OGH 19Ob5/16y

OGH19Ob5/16y14.2.2017

Der Oberste Gerichtshof hat durch den Senatspräsidenten Univ.‑Prof. Dr. Neumayr als Vorsitzenden, die Hofrätin Dr. Hofer‑Zeni‑Rennhofer sowie die Anwaltsrichter Dr. Buresch und Dr. Klaar als weitere Richter in der Wiederaufnahmesache der Berufungswerberin *****, über die Berufung der ***** gegen den Bescheid des Ausschusses der Rechtsanwaltskammer Wien (Plenum) vom 14. Juni 2016, AZ 1531/85, nach mündlicher Verhandlung den

Beschluss

gefasst:

European Case Law Identifier: ECLI:AT:OGH0002:2017:0190OB00005.16Y.0214.000

 

Spruch:

Der Berufung wird nicht Folge gegeben.

Die Berufungswerberin hat ihre Kosten des Rechtsmittelverfahrens selbst zu tragen.

 

Begründung:

Mit Beschluss vom 30. April 1985, AZ 1531/85, verfügte der Ausschuss der Rechtsanwaltskammer Wien, Niederösterreich und Burgenland die amtswegige Löschung der nunmehrigen Berufungswerberin in der Rechtsanwaltsliste, weil mit Beschluss des Handelsgerichts Wien vom ***** 1985, *****, ein gegen sie gestellter Konkursantrag mangels eines zur Deckung der Kosten des Konkursverfahrens voraussichtlich hinreichenden Vermögens gemäß § 72 KO rechtskräftig abgewiesen worden war und dadurch die Berechtigung zur Ausübung der Rechtsanwaltschaft gemäß § 34 Abs 1 lit a RAO erloschen war. Die von der nunmehrigen Rechtsmittelwerberin gegen den Beschluss vom 30. April 1985 erhobene „Vorstellung“ wurde mit Beschluss des Ausschusses der Rechtsanwaltskammer für Wien, Niederösterreich und Burgenland vom 28. Mai 1985 zurückgewiesen

Die gegen die Beschlüsse vom 30. April 1985 und vom 28. Mai 1985 erhobenen Berufungen der nunmehrigen Berufungswerberin wurden mit Beschluss der Obersten Berufungs- und Disziplinarkommission für Rechtsanwälte und Rechtsanwaltsanwärter (OBDK) vom 8. Juli 1985, Bkv 2/85, als unzulässig zurückgewiesen, dies im Wesentlichen mit der Begründung, dass die damals geltenden Bestimmungen der RAO zwar Rechtsmittel gegen die Verweigerung der Eintragung in die Rechtsanwaltsliste und die Liste der Rechtsanwaltsanwärter vorsahen, nicht aber gegen Verfügung der Löschung eines Rechtsanwalts in der Rechtsanwaltsliste.

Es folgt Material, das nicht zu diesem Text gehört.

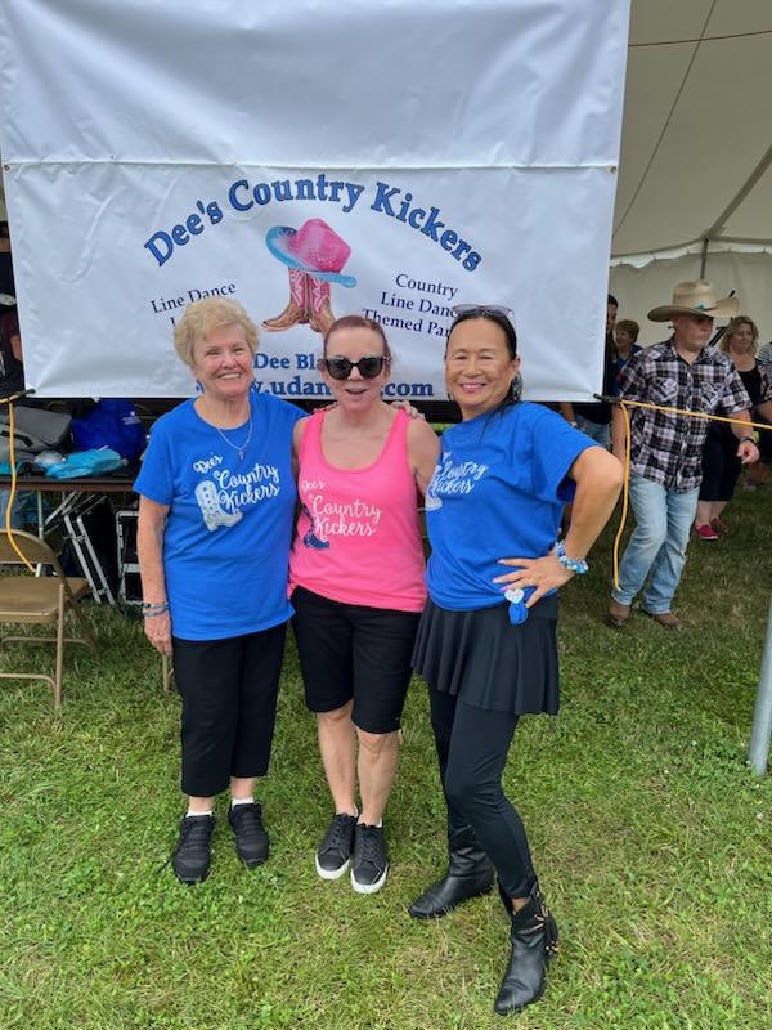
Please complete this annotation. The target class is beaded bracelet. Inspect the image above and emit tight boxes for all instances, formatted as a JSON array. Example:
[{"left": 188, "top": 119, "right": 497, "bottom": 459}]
[
  {"left": 555, "top": 541, "right": 588, "bottom": 575},
  {"left": 142, "top": 602, "right": 169, "bottom": 617}
]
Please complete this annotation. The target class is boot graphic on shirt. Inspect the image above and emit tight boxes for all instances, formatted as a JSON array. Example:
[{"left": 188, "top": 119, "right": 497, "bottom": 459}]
[
  {"left": 195, "top": 480, "right": 243, "bottom": 532},
  {"left": 301, "top": 503, "right": 329, "bottom": 549}
]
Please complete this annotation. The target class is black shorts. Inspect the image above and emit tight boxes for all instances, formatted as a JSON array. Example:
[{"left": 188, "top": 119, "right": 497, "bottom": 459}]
[
  {"left": 291, "top": 586, "right": 420, "bottom": 734},
  {"left": 172, "top": 623, "right": 287, "bottom": 797}
]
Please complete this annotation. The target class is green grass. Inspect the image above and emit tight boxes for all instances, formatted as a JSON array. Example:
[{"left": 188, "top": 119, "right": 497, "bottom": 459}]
[{"left": 1, "top": 487, "right": 770, "bottom": 1029}]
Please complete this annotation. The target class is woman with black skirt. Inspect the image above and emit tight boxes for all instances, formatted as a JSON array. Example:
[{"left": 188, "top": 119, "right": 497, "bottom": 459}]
[{"left": 408, "top": 307, "right": 623, "bottom": 1016}]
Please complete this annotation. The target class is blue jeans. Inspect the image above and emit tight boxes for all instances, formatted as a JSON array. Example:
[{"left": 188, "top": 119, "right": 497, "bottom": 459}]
[
  {"left": 612, "top": 476, "right": 699, "bottom": 614},
  {"left": 574, "top": 415, "right": 610, "bottom": 449}
]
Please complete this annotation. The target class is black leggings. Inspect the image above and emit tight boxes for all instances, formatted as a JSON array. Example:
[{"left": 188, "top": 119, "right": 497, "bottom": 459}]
[{"left": 429, "top": 689, "right": 536, "bottom": 899}]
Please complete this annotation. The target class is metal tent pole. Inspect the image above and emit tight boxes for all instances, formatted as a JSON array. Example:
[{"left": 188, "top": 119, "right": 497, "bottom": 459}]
[
  {"left": 749, "top": 597, "right": 772, "bottom": 776},
  {"left": 699, "top": 237, "right": 709, "bottom": 278}
]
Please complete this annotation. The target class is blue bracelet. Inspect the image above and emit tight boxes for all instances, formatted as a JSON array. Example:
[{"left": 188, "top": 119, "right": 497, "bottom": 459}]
[{"left": 555, "top": 541, "right": 588, "bottom": 574}]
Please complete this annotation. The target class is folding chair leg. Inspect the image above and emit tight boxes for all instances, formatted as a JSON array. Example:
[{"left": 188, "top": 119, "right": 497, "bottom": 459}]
[
  {"left": 72, "top": 604, "right": 98, "bottom": 655},
  {"left": 55, "top": 585, "right": 65, "bottom": 710}
]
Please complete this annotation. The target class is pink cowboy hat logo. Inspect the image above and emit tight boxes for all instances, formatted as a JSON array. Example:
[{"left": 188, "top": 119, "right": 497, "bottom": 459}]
[{"left": 263, "top": 218, "right": 357, "bottom": 334}]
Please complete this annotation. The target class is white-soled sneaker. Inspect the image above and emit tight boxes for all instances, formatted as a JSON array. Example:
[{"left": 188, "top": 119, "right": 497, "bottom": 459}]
[
  {"left": 351, "top": 823, "right": 388, "bottom": 895},
  {"left": 315, "top": 813, "right": 357, "bottom": 880}
]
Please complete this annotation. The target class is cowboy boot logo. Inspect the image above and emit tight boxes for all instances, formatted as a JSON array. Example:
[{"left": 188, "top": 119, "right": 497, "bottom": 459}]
[
  {"left": 195, "top": 480, "right": 243, "bottom": 532},
  {"left": 262, "top": 218, "right": 356, "bottom": 334}
]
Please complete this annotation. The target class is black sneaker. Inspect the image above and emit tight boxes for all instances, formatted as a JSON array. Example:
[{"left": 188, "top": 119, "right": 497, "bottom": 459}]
[
  {"left": 315, "top": 813, "right": 357, "bottom": 880},
  {"left": 172, "top": 814, "right": 214, "bottom": 885},
  {"left": 351, "top": 823, "right": 389, "bottom": 894},
  {"left": 228, "top": 802, "right": 269, "bottom": 868}
]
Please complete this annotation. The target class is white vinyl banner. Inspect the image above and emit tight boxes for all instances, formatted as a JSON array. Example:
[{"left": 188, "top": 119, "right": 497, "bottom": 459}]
[{"left": 0, "top": 0, "right": 629, "bottom": 400}]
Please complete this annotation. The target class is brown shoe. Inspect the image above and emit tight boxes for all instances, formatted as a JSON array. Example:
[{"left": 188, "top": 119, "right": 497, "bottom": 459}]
[
  {"left": 643, "top": 610, "right": 681, "bottom": 630},
  {"left": 261, "top": 299, "right": 308, "bottom": 332},
  {"left": 607, "top": 598, "right": 630, "bottom": 628},
  {"left": 262, "top": 270, "right": 309, "bottom": 332}
]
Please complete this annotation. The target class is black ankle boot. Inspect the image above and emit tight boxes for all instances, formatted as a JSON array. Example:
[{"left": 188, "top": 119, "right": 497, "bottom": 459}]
[
  {"left": 408, "top": 825, "right": 494, "bottom": 919},
  {"left": 494, "top": 882, "right": 558, "bottom": 1016}
]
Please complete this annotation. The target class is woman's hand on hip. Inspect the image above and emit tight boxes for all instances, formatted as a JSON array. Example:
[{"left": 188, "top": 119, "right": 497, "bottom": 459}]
[
  {"left": 144, "top": 611, "right": 172, "bottom": 656},
  {"left": 493, "top": 552, "right": 573, "bottom": 607}
]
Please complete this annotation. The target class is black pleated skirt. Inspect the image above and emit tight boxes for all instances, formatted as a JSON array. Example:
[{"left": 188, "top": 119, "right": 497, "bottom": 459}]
[{"left": 412, "top": 595, "right": 560, "bottom": 715}]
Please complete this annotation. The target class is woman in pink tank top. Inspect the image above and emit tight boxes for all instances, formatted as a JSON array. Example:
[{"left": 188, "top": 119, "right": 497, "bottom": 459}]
[{"left": 290, "top": 315, "right": 438, "bottom": 895}]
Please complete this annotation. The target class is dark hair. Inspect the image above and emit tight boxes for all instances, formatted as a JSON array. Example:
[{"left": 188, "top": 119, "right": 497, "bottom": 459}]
[
  {"left": 607, "top": 293, "right": 618, "bottom": 308},
  {"left": 445, "top": 308, "right": 520, "bottom": 414},
  {"left": 616, "top": 318, "right": 639, "bottom": 342},
  {"left": 323, "top": 314, "right": 391, "bottom": 361}
]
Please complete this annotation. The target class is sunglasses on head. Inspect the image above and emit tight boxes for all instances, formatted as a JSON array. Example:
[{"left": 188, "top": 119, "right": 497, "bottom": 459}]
[
  {"left": 452, "top": 304, "right": 514, "bottom": 320},
  {"left": 322, "top": 355, "right": 387, "bottom": 381}
]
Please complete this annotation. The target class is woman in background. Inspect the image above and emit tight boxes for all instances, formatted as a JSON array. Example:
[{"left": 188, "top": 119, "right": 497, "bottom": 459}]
[{"left": 694, "top": 315, "right": 772, "bottom": 538}]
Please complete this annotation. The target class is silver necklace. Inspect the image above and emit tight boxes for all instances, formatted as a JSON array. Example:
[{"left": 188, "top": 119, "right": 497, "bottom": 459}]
[{"left": 213, "top": 406, "right": 253, "bottom": 461}]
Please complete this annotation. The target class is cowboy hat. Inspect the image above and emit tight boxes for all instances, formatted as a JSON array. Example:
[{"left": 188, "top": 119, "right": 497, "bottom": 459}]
[
  {"left": 265, "top": 218, "right": 357, "bottom": 287},
  {"left": 648, "top": 280, "right": 739, "bottom": 322}
]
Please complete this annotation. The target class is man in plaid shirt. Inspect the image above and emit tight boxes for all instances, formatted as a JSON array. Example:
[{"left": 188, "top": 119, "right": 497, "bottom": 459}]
[{"left": 608, "top": 281, "right": 758, "bottom": 629}]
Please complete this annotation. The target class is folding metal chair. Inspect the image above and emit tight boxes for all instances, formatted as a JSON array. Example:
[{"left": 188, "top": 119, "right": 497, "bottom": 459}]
[{"left": 0, "top": 530, "right": 98, "bottom": 708}]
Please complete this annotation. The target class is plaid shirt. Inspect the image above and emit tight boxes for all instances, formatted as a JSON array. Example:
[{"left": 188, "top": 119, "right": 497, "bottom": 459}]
[{"left": 618, "top": 338, "right": 751, "bottom": 491}]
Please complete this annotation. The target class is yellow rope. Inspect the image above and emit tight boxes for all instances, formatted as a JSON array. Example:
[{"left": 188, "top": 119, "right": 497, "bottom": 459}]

Am 25. Februar 2013 stellte die Berufungswerberin beim Ausschuss der Rechtsanwaltskammer Wien einen Antrag auf Altersversorgung gemäß §§ 49, 50 RAO. Diesem Antrag wurde mit Beschluss des Ausschusses, Abteilung VI, vom 2. Juli 2013, AZ 03/01 2013/1273, rückwirkend per 1. März 2013 stattgegeben, wobei zur Höhe des Anspruchs ausgesprochen wurde, dass die Leistung 24,762 % der Basisrente gemäß der jeweils geltenden Leistungsordnung beträgt. Einer dagegen erhobenen Vorstellung gab der Ausschuss der Rechtsanwaltskammer Wien (Plenum) mit Beschluss vom 28. Jänner 2014, AZ 04/01 2013/1273, nicht Folge.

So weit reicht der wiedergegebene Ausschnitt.